The first cut, Rocks Off, combines dreamy sexy, especially that psychedelic middle part that builds up and goes back into the chorus. I’m presuming that this is a Jagger lyric because it is what I ‘think’ is his work. The words are exquisite, expressing a druggy sense of time and place but mixed with lazy sexuality. It is almost like an Andre Breton Surrealist poem, and in that case, Rocks Off is almost French-like in that Nadja sensibility. Rip This Joint, the second track, is fast, like a speeding train going off the tracks. Which, in this case, is very good. Casino Boogie is another excellent lyric, “Dietrich movies, close up boogies/ Kissing cunt in Cannes. For the first time in my life, and after 50 years (this is the 50th anniversary), I’m reading the lyrics which are challenging to understand through the music or the density of their sounds. I’m now thinking there is a need for a Mick Jagger lyrics book. The music is OK, but his lyrics are superb on this album.
I think songs here can be disposed of, such as Keith’s Happy and that crappy Holetown Sweet Virginia, which slows the album down to a stalled car off the freeway. And there are spots here and there that scream out the need for a talent like Jack Nitzsche, but alas, it is what it is. I feel that this is more of a Mick Jagger album than a Keith one at the end of the day. Keith supplies the backstory drama, but I suspect that Jagger took all the puzzle pieces and fitted a proper-sounding album. It comes to mind how people say it sounds dirty or even mushy and lo-fi, but this is a very proper sounding recording to my ears. This is not an eccentric piece of work or recording. This is not Joe Meek or low-fi Syd Barrett’s The Madcap Laughs. The producer Jimmy Miller is a highly talented record-maker, and on all the albums I know of, such as the Traffic recordings and Spencer Davis Group, his work is superb.
The hype around this album is a real turn-off to me. I don’t know why I take it so seriously, maybe because it sells the talent behind these recordings as drug-fiends who are fried out of their minds.

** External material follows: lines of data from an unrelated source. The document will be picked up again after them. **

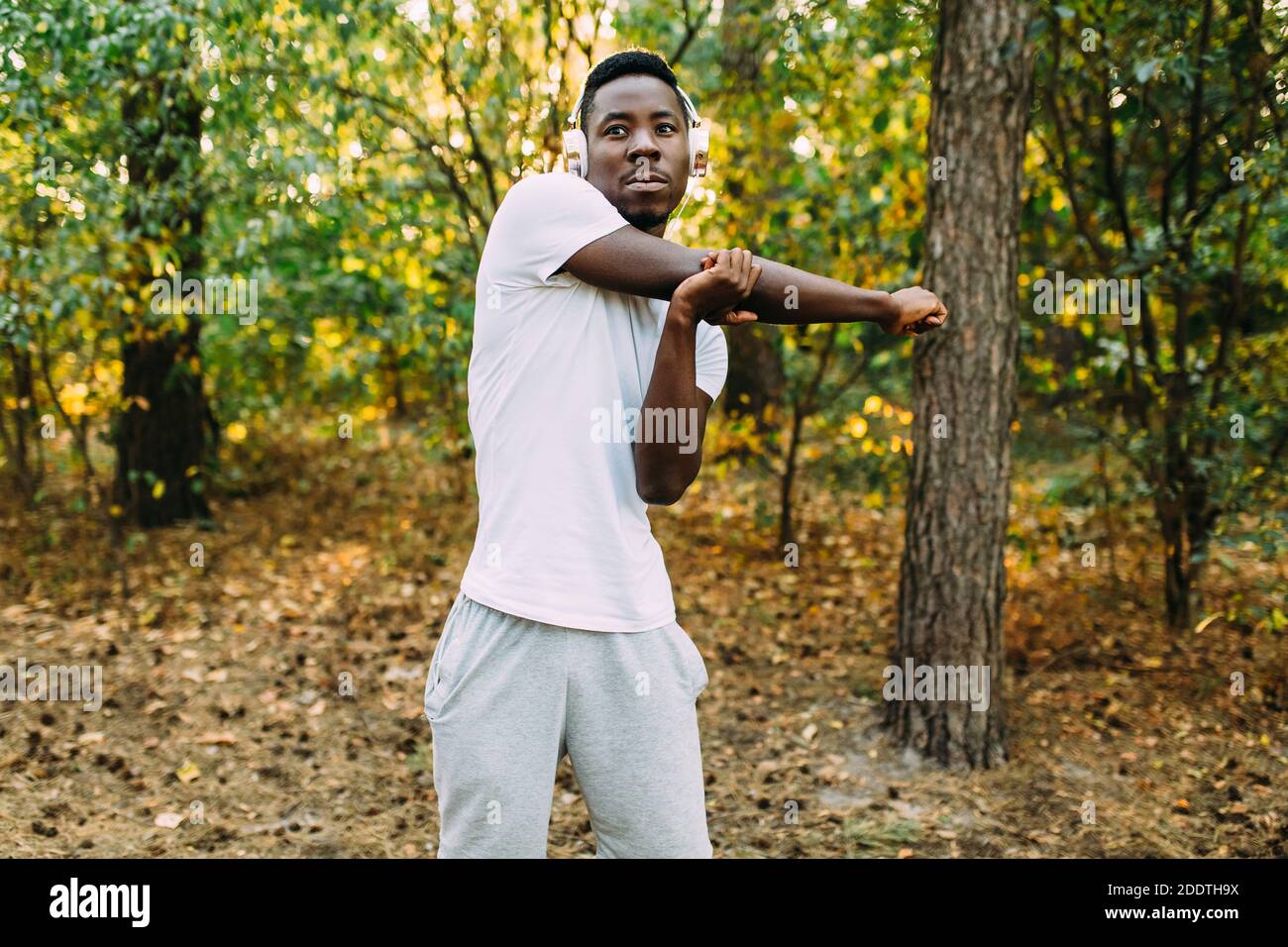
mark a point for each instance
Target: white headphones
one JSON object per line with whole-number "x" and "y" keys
{"x": 576, "y": 154}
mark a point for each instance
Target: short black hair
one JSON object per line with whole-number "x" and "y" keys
{"x": 630, "y": 62}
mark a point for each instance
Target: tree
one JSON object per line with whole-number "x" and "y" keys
{"x": 1163, "y": 127}
{"x": 953, "y": 577}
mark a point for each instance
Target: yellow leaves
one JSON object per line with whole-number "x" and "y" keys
{"x": 413, "y": 274}
{"x": 72, "y": 399}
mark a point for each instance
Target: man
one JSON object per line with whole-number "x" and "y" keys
{"x": 563, "y": 638}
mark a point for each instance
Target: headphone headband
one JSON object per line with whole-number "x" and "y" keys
{"x": 692, "y": 114}
{"x": 576, "y": 145}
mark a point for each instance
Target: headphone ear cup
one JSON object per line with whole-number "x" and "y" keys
{"x": 575, "y": 153}
{"x": 699, "y": 141}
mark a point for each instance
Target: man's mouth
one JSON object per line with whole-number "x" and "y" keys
{"x": 645, "y": 183}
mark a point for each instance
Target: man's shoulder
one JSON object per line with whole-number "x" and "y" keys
{"x": 545, "y": 184}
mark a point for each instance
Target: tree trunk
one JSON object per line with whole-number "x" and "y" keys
{"x": 756, "y": 377}
{"x": 953, "y": 575}
{"x": 161, "y": 432}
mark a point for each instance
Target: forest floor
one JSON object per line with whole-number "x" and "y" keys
{"x": 223, "y": 733}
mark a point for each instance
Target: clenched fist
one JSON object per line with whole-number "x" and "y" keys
{"x": 915, "y": 311}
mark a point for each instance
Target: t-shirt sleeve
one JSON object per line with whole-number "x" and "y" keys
{"x": 711, "y": 359}
{"x": 542, "y": 221}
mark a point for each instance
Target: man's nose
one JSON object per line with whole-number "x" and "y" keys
{"x": 644, "y": 146}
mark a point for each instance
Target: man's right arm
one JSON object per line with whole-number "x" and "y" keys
{"x": 631, "y": 261}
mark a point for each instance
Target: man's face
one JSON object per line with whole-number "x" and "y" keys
{"x": 638, "y": 140}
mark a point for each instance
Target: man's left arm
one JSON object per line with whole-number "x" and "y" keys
{"x": 674, "y": 416}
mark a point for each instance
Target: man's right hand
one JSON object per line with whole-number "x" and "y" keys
{"x": 915, "y": 311}
{"x": 713, "y": 294}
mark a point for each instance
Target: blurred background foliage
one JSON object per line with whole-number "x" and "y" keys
{"x": 351, "y": 158}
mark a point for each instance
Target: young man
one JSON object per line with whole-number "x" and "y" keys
{"x": 563, "y": 638}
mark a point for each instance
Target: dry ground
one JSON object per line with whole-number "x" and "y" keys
{"x": 223, "y": 732}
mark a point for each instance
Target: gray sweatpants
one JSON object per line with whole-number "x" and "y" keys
{"x": 507, "y": 697}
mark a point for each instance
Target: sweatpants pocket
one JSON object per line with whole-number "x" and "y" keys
{"x": 696, "y": 668}
{"x": 442, "y": 664}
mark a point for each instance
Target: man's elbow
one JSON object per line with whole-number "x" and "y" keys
{"x": 661, "y": 492}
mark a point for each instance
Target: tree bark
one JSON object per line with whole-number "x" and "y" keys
{"x": 161, "y": 434}
{"x": 953, "y": 575}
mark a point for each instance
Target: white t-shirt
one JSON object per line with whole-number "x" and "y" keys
{"x": 563, "y": 538}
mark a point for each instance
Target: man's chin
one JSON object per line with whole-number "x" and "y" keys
{"x": 643, "y": 219}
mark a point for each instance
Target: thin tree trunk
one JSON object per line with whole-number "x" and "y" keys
{"x": 953, "y": 577}
{"x": 161, "y": 429}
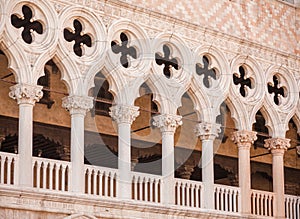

I don't know which, perhaps the case, I don’t know, but when I listen to Exile On Main St, I hear a very disciplined album. The tedious aspect of its history is mirrored in the rock n’ roll myth. It takes a work of art as a mediocre practice. Exile is a very good and even classic-like album. But in no manner is it better than Their Satanic Majesties Request. That album expresses adventure and decadence. Exile is a work of craft, skill, and vision to sell an image of a band that is not what it used to be. And here lies the Hey Rube!, speaking in Carny talk. It pretends to be an outsider instead of being a mainstream member. The Rolling Stones, being tax exiles, is not precisely the same as being on the run as a criminal. You can shine the object to make it more romantic, but eventually, the source material is blasé. The images by the photographer and filmmaker Robert Frank are the riches expressing an underground American life on Exile’s album packaging. Still, the Stones will never outshine a master such as Frank. Still, Exile is pretty good.